To investigate the role of Foxp1 in lens development, we crossed Foxp1-flox mice
5 with lens-specific Pax6-Cre transgenic mice
13 and obtained Foxp1-L-CKO mice. These Foxp1-L-CKO mice were born in accordance with the Mendelian law of inheritance, and appeared healthy. At P0, expression of Foxp1 protein in the lens was almost completely abolished in Foxp1-L-CKO (
Supplementary Figs. S5A, S5B'). The eyes of Foxp1-L-CKO mice and littermate controls opened approximately 2 weeks after birth as expected, and appeared normal; Foxp1-L-CKO eyes did not exhibit redness or abnormal growth around the eye, neither showed signs of clouding of the cornea (
Fig. 4A and data not shown).

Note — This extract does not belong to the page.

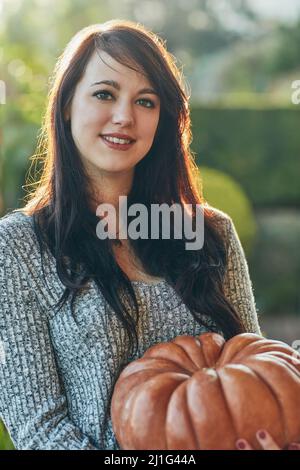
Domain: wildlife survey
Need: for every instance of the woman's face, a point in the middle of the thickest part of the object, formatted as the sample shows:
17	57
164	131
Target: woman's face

Two weeks after birth (P14), the eyes of Foxp1-L-CKO mice were smaller than those of their littermate control group (
Fig. 4B). The lenses of these Foxp1-L-CKO mice were also smaller and exhibited nuclear opacity (
Figs. 4C–E). Control and heterozygous (Foxp1-fl/+, Cre+) mice lens did not develop such phenotype even at 8 weeks after birth (
Fig. 4C'). Sections of lens also confirmed smaller diameter of the lens of Foxp1-L-CKO (
Figs. 4D,
4E). We then examined the actin skeleton using phalloidin. When viewed perpendicular to the optical axis, lens fiber cells are normally tightly packed into columns in a highly ordered fashion. In Foxp1-L-CKO mouse lenses, the epithelial cell layer and outside capsule appeared to be intact (
Figs. 4F,
4H, left side); however, the lens fiber cells in the cortex of Foxp1-L-CKO mouse lenses appeared disorganized in their alignment (
Fig. 4H). The hexagonal cross-sectional shape of lens fiber cells also is disturbed as evident by phalloidin staining, and this may represent abnormal fiber cell membrane architecture. In the lens core, the phalloidin staining in the control lenses showed packed cells in the center (
Fig. 4G); however, in the Foxp1-L-CKO lens core, cell borders appeared to be ruptured or merged into what appears to be a large vacuole (
Fig. 4G). Such changes in the lens core may account for the opacities observed in the intact Foxp1-L-CKO lens. As fiber cells differentiate from epithelial cells, disorganization of fiber cell alignment in the lens column observed in Foxp1-L-CKO could result from abnormalities of the epithelium. We examined the alignment of differentiating lens epithelium in whole-mount preparations. While in control lenses, epithelial cells align in meridional rows near the equator (
Figs. 4J,
4J'). This alignment was disrupted in Foxp1-L-CKO mice (
Figs. 4K,
4K').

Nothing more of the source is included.